Cerita mengenai kehilangan tersebut menjadi salah satu bagian dari perjalanan hidup Fajar yang kemudian diketahui publik. Namun, pengalaman itu bukan satu-satunya persoalan yang pernah ia ceritakan.
Ada persoalan keluarga, kondisi ekonomi, pengalaman menghadapi perundungan, hingga tekanan dalam kehidupan sehari-hari. Berbagai persoalan tersebut menunjukkan bagaimana beban seseorang dapat terbentuk dari banyak hal sekaligus.
Hal penting yang perlu diperhatikan adalah tidak semua penderitaan dapat dikenali dari penampilan luar. Orang yang terlihat baik-baik saja belum tentu benar-benar sedang baik-baik saja.
Karena itu, kisah Fajar tidak seharusnya berhenti pada kabar kepergiannya. Cerita tersebut dapat menjadi pengingat bahwa lingkungan keluarga, pertemanan, sekolah, tempat kerja, maupun media sosial memiliki peran dalam menciptakan ruang yang lebih aman bagi seseorang untuk berbicara ketika sedang menghadapi masalah.

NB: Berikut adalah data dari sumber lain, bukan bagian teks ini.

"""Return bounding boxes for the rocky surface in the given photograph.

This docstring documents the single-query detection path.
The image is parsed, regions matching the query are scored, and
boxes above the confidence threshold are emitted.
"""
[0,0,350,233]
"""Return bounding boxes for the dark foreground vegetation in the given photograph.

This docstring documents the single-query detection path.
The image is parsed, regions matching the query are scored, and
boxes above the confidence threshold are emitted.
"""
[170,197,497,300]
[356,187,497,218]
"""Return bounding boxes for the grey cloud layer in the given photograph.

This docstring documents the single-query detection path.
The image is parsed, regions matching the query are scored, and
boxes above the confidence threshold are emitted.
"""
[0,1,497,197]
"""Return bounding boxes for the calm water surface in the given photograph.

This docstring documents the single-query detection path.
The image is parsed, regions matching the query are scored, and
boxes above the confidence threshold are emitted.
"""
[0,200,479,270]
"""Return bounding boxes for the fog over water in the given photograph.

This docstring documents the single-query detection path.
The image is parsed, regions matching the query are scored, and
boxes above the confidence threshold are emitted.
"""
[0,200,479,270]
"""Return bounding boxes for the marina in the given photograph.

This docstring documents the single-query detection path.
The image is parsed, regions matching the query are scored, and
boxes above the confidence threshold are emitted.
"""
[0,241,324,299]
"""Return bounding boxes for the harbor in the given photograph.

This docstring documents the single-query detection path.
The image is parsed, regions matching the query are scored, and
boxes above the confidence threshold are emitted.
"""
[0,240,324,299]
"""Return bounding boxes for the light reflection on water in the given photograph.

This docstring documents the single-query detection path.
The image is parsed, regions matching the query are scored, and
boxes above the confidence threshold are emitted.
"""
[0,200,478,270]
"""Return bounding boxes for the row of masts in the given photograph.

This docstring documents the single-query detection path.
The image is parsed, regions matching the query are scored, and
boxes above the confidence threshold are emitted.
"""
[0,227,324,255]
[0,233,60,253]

Pesan Fajar tentang Dunia yang Lebih Ramah
Sebelum meninggal, Fajar juga meninggalkan tulisan yang berisi ucapan terima kasih kepada orang-orang yang selama ini memberikan dukungan kepadanya.
“Kalau kalian baca ini kemungkinan besar aku telah pergi ke tempat yang paling jauh dan tidak akan bisa kembali lagi. Sebelumnya aku ingin berterima kasih kepada teman-temanku yang telah memberikan dukungan dan bantuan selama ini, tanpa kalian mungkin hidupku akan jauh lebih singkat daripada ini,” tulis Fajar melalui akun X @FajarDawnVirgo.
Pesan tersebut menunjukkan bahwa dukungan dari orang-orang di sekitarnya memiliki arti dalam perjalanan hidup Fajar.
Namun, hal yang paling kuat dari kisah ini bukanlah bagaimana akhir kehidupannya, melainkan pesan kemanusiaan yang dapat ditarik dari perjalanan tersebut: seseorang yang sedang berjuang membutuhkan ruang untuk didengar, bukan sekadar dinilai.
Kita tidak pernah benar-benar mengetahui persoalan apa yang sedang dibawa seseorang ketika bertemu dengan kita. Candaan yang dianggap sepele, perkataan yang merendahkan, perundungan, atau sikap menghakimi dapat menjadi beban tambahan bagi orang yang sudah berada dalam kondisi sulit.